Approximations of non-polynomial functions with polynomials

j2kun commented 9 months ago

Reading through https://arxiv.org/abs/2311.08610 and I wanted to highlight some of the polynomial approximation techniques that we could incorporate into HEIR when the time is right:

2.3 Polynomial Approximation Polynomial networks are commonly obtained by approximating the non-polynomial functions of pretrained networks, e.g., (Lee et al., 2022d; Takabi et al., 2019; Mohassel and Zhang, 2017; Hesamifard et al., 2017; Lee et al., 2021), or by substituting ReLU during or after a dedicated training process (Baruch et al., 2022, 2023). The Remez algorithm (Remez, 1934; Pachón and Trefethen, 2009; Egidi et al., 2020) is commonly used for finding the optimal polynomial approximation of a function f(x) in a certain degree within a predefined range [a, b], assuming a uniform distribution of x. Alternatively, iterative methods such as the Newton–Raphson method (Raphson, 1702) offer another polynomial approximation approach. Specifically, (Panda, 2022) focused on approximating √(1/x) in the interval [a, b], by dividing the interval into sub-intervals and approximating over each via Newton–Raphson method, before aggregating the results with another polynomial. However, the input range to the non-polynomial layers [a, b] can be extremely large, which results in poor and no practical approximations.
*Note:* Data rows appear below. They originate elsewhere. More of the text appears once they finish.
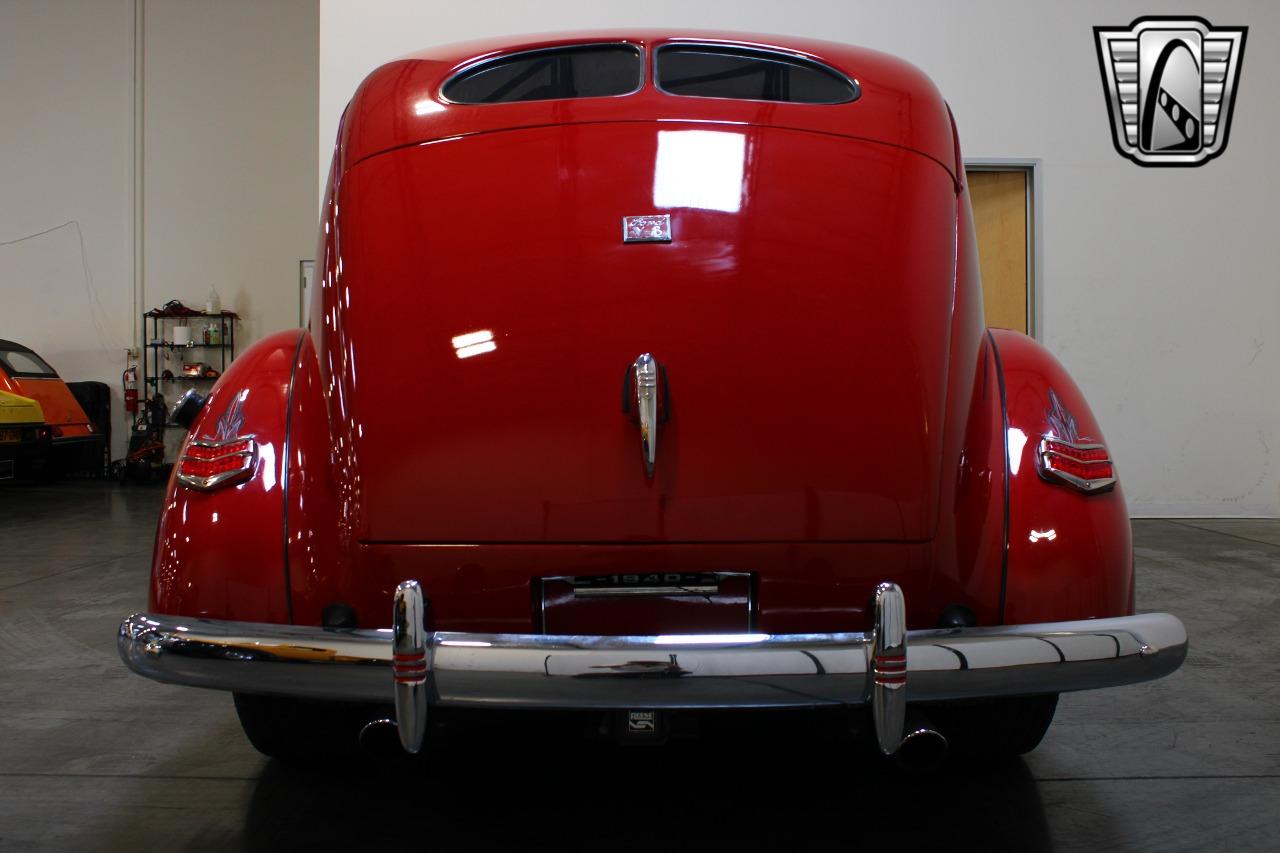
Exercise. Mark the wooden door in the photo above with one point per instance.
(1000, 214)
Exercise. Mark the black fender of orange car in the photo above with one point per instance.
(1069, 553)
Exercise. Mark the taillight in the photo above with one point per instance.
(1084, 466)
(209, 465)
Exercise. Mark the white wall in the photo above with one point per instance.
(229, 113)
(1161, 287)
(65, 156)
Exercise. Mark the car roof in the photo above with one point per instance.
(400, 104)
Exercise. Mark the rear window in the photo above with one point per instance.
(19, 363)
(711, 71)
(581, 71)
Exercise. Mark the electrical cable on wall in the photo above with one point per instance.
(95, 305)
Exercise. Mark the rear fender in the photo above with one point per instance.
(222, 555)
(1069, 553)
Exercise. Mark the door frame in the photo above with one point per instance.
(1034, 236)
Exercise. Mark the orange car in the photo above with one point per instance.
(24, 373)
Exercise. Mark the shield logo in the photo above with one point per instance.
(1170, 86)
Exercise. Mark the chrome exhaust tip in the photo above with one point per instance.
(923, 747)
(380, 738)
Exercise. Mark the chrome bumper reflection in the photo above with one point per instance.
(661, 671)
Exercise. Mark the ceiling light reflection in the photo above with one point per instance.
(699, 169)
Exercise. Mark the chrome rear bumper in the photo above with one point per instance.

This paper employs polynomials for ReLU, as defined in (Lee et al., 2021), for layer normalization (inverse square root) from (Panda, 2022) and for GELU using polynomials derived from the Remez algorithm.

j2kun commented 9 months ago

Looking to the remez algorithm, if we want a port/implementation we will need four components as dependencies:

An arbitrary precision number implementation (APInt or MPInt)
A linear system solver, perhaps with eigen since we want to incorporate OR-tools into the build anyway http://eigen.tuxfamily.org/index.php?title=Lapack
An extrema-finding algorithm; (successive parabolic interpolation or Brent’s method), not sure if there is a good dep we could use to get this for free
A root-finding algorithm (bisection method should be simple to implement)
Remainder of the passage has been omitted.